Taking capital and current together, real growth in total public spending over the three survey years will be less than 2 per cent. a year—well within the trend growth of the economy. As I have said, this is a tight settlement and it means that the ratio of public spending to national income should remain stable at its present level for the next two years. Thereafter, as activity strengthens and inflation remains in check, the downward trend will be resumed.

I now turn to national insurance contributions. As usual, the review this autumn has taken account of advice from the Government Actuary on the income and expenditure of the national insurance fund, and of the statement on benefits that was made by my right hon.
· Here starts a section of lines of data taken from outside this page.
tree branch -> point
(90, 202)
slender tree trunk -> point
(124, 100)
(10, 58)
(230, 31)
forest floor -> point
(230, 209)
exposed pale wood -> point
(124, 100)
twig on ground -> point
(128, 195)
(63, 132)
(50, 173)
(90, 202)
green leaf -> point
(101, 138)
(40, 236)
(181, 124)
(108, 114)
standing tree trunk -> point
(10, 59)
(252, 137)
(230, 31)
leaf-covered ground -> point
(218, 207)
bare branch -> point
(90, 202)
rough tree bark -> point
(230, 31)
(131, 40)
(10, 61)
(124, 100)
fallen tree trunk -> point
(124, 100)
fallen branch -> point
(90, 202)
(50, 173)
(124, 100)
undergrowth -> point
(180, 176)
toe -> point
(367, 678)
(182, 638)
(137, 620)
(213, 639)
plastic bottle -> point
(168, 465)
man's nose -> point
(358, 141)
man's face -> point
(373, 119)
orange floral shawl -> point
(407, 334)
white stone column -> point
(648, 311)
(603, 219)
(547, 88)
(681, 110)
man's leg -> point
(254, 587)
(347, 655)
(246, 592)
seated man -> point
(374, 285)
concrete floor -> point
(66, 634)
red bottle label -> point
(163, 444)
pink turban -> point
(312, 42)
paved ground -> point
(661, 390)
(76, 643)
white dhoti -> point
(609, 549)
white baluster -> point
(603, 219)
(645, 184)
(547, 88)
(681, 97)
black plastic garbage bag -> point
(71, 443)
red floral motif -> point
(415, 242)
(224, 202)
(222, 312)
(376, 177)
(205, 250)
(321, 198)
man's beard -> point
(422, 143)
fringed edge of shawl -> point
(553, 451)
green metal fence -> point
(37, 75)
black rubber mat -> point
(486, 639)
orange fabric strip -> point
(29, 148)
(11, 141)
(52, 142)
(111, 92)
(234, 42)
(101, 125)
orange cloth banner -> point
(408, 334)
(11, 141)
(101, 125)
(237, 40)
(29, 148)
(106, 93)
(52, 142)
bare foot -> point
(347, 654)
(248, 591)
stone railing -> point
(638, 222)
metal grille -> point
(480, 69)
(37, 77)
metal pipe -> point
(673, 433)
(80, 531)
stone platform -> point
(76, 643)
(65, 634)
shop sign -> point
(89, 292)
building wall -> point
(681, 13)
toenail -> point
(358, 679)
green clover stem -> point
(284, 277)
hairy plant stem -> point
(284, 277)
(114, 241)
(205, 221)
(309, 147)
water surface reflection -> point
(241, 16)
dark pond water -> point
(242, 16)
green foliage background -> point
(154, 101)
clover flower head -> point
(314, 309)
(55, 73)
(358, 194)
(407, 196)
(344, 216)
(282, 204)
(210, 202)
Friend the Secretary of State for Social Security on 24 October.

The lower earnings limit at which contributions begin will go up next April to £52 a week, in line with the single person's basic pension, while the upper earnings limit will rise to £390 a week. The upper limits for the reduced employers' rates will also be increased.

In addition to those changes, there will be reductions in the contribution rates paid by employers. As my right hon. Friend explained in the House on 24 October, the restructuring of statutory sick pay will add modestly to employers' costs from next April. It is right that the Exchequer should share these costs. Therefore, the main employers' contribution rate will fall next April from 10·45 per cent. to 10·4 per cent. and each of the lower rates will be cut by 0·4 per cent. This relief through contributions will limit the impact of the statutory sick pay adjustments on employers of lower-paid workers in particular. The necessary legislation will be laid before the House. The contribution rates paid by employees and the class 4 rates paid by the self-employed will remain unchanged.

I am publishing today the economic forecast required by the Industry Act 1975, the first since we became members of the exchange rate mechanism. I must emphasise at the outset that the Gulf crisis and its effect on world oil markets make the future unusually difficult to predict. The United Kingdom, along with other countries, has already seen some of the adverse impact on consumer price inflation. The oil price rise is likely also to contribute to the general slowdown in the world economy that was already under way before the Gulf crisis.

For the Industry Act forecast I am following the practice of international institutions such as the International Monetary Fund and assuming some fall in oil prices from recent levels to around $25 a barrel by the end of 1991. But I must reiterate that the situation in the oil market remains very volatile.

Despite these uncertainties, however, it is now clear that the tight United Kingdom policy stance of the past two years is bringing about an easing of domestic inflationary pressures. This will make possible both a sharp fall in retail prices index inflation next year and a strengthening of output.

So far this year, the public sector debt repayment has been running below both last year's outturn and our expectations at Budget time. Local authority borrowing was particularly high earlier this year as some authorities experienced delays in collecting non-domestic rates and the community charge. Public corporations' finances have been adversely affected by the slowdown in economic activity and central Government spending has also been higher. Nevertheless, despite this, I still expect a significant debt repayment in the year as a whole of £3 billion. This amounts to ½ per cent. of GDP and represents a strong fiscal stance at this stage of the economic cycle.